Wer die vier Ausstellungssäle des verwinkelten Gehry-Gebäudes durchquert, entdeckt überall recycelte und „arme“ Materialien, die zu den wesentlichen Bausteinen des neuen afrikanischen Designs gehören. Der ebenfalls aus Dakar stammende Amadou Fatoumata Ba schafft bizarre Skulpturen aus abgenutzten Autoreifen, während Allasane Drabo aus Burkina Faso mit alltäglichen Utensilien wie Kalebassen und Kochtöpfen voll funktionsfähige Lampen fertigt.

„Making Africa“ wagt auch den Blick auf Architektur und Städtebau. Der Wahl-Berliner Diébédo Francis Kéré ist dabei mittlerweile ein Stammgast solcher Ausstellungen. Dagegen überrascht die Fotoserie von Mikhael Subotzky und Patrick Waterhouse mit ihrem ernüchternden Blick auf Johannesburgs Ponte City, das höchste Wohnhochhaus Afrikas. Einst der Stolz des Apartheidregimes, gleicht es heute einer Bauruine mit eingeschlagenen Fensterscheiben. Auch Guy Tillims ausdrucksstarke Fotoserie „Jo’burg“ widmet sich dem Wohnelend in der verfallenden, vornehmlich von Schwarzen bevölkerten Innenstadt.

Die Geschichte des Hôtel Ivoire

Die Thematik leitet über in die benachbarte Galerie, wo der Basler Architekt Manuel Herz die Ausstellung „Architektur der Unabhängigkeit. Afrikanische Moderne“ einrichtete. Der aus Köln stammende Herz erzählt dort eine Geschichte, die an Ponte City erinnert: Die Geschichte des Hôtel Ivoire, des einstigen Glamourhotels der Elfenbeinküste, das in den frühen sechziger Jahren, als der Staat unabhängig wurde, auf die Staatsgründer ausstrahlen sollte. Das Hotel in Abidjan spiegelte anfangs den politischen und wirtschaftlichen Aufstieg des Landes, seit den Neunzigern wurde es zum Symbol des Niedergangs, zum Rückzugsort von Milizen und – später – zur Basis französischer UN-Soldaten, die aus dem Hotel auf Demonstranten schossen. Erst seit wenigen Jahren erleben beide – der westafrikanische Staat und das Hotel – eine Renaissance.

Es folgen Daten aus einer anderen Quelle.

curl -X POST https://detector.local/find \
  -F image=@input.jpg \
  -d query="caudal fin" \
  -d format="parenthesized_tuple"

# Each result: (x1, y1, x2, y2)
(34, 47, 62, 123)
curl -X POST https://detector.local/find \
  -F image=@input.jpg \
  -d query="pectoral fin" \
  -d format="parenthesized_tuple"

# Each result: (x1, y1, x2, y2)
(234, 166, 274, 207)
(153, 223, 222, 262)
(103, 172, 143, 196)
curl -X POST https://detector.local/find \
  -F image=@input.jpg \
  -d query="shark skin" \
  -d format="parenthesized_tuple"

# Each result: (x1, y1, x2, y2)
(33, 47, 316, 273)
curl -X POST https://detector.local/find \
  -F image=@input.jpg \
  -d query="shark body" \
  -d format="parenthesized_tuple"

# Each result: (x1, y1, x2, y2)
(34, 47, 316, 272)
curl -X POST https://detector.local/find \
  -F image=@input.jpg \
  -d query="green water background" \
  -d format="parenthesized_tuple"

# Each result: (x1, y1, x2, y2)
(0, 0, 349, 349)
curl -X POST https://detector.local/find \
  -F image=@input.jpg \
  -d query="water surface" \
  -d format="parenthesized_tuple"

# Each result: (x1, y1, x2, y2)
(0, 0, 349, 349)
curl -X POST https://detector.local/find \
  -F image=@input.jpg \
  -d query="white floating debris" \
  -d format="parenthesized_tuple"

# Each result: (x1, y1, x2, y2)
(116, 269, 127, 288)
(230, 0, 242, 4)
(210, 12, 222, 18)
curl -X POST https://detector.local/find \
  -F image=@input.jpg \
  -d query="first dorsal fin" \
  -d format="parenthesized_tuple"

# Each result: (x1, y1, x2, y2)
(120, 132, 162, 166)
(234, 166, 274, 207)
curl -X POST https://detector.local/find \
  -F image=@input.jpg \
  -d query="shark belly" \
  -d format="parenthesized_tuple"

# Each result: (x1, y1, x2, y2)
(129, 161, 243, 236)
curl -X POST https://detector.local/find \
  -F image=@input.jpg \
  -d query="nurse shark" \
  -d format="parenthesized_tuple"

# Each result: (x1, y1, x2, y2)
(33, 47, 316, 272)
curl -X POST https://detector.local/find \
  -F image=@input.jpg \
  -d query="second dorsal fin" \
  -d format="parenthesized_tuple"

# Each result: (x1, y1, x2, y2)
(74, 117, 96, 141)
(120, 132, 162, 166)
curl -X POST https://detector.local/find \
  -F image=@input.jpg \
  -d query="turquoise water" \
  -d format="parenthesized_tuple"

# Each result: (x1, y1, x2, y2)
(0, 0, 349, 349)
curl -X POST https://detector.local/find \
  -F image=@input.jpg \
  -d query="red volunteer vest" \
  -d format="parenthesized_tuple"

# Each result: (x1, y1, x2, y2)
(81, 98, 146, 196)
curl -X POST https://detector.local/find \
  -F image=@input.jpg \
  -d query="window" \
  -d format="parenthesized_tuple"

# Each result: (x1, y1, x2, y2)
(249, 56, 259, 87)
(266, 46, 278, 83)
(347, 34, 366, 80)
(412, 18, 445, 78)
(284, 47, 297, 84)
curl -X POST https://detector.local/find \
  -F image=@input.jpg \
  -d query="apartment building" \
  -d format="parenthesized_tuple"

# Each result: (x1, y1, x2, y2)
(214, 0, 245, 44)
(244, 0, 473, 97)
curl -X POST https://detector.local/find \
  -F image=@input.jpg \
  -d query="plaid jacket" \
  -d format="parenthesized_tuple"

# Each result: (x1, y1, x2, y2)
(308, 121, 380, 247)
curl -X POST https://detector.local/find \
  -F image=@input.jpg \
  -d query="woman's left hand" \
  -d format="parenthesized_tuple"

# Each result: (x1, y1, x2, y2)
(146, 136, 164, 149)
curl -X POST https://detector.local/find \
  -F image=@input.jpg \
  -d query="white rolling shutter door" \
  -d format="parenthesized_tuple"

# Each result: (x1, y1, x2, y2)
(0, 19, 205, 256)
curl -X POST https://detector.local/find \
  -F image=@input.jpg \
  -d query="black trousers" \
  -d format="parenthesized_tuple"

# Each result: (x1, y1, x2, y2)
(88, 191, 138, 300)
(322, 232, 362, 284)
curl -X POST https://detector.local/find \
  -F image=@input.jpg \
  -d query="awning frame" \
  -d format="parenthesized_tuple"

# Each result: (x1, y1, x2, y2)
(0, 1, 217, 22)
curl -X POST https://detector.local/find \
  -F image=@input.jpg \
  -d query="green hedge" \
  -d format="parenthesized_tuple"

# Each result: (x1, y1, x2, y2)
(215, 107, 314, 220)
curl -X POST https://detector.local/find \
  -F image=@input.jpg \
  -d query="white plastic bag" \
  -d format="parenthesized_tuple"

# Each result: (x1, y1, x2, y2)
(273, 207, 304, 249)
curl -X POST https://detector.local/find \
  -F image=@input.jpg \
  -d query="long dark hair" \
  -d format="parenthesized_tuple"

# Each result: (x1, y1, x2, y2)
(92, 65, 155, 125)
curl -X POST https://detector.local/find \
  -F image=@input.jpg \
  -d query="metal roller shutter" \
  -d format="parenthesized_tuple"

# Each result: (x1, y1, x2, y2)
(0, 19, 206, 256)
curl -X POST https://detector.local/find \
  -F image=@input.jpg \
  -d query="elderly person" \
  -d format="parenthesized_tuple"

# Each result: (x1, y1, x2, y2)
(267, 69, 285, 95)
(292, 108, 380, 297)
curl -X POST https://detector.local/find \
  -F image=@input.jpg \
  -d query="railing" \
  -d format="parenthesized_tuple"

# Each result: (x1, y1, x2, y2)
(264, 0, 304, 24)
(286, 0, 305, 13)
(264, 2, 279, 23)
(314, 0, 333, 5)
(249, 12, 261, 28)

Manuel Herz möchte mit der nüchtern gestalteten Schau ein kaum bekanntes Kapitel afrikanischer Staatengründung aufschlagen: die Architektur der Dekolonisierung. „Die Auseinandersetzung mit den Gebäuden eröffnet ein Verständnis für die Ziele, Sehnsüchte und Hoffnungen, die mit der Dekolonisierung einhergingen.“ Wie Klein will Herz ein anderes Afrika zeigen: Nicht das Afrika der Katastrophen und des Slum-Upgrading, sondern einen Kontinent, der in den sechziger Jahren eine moderne Architektur baute.

Die kleine Ausstellung soll „das Bewusstsein schärfen, dass es in Afrika wahnsinnig schöne und qualitätsvolle Werke gibt, die den gleichen Respekt verdienen wie in der übrigen Welt“, wie Herz sagt. Zu Recht vergisst er nicht die Widersprüche, die mit der neu gewonnenen Unabhängigkeit von Staaten wie Ghana, Senegal, Elfenbeinküste, Kenia oder Sambia einhergingen: Die Hotels, Regierungssitze, Universitäten und Konferenzzentren wurden fast ausschließlich von ausländischen Architekten errichtet, die zumeist aus den einstigen Kolonialmächten Großbritannien und Frankreich kamen.

Parallel zur Ausstellung gab Manuel Herz mit dem voluminösen Buch „African Modernism“ ein textlich und fotografisch opulentes Gegenstück zur Ausstellung heraus. Dasselbe gelang der Stiftung des Vitra Design Museums: Wer den schweren Katalog „Making Africa. A Continent of Contemporary Design“ zur Hand nimmt und aufmerksam durchblättert, für den ist am Ende die Dunkelheit des Kontinents verschwunden. Bekanntlich nennt man das Aufklärung.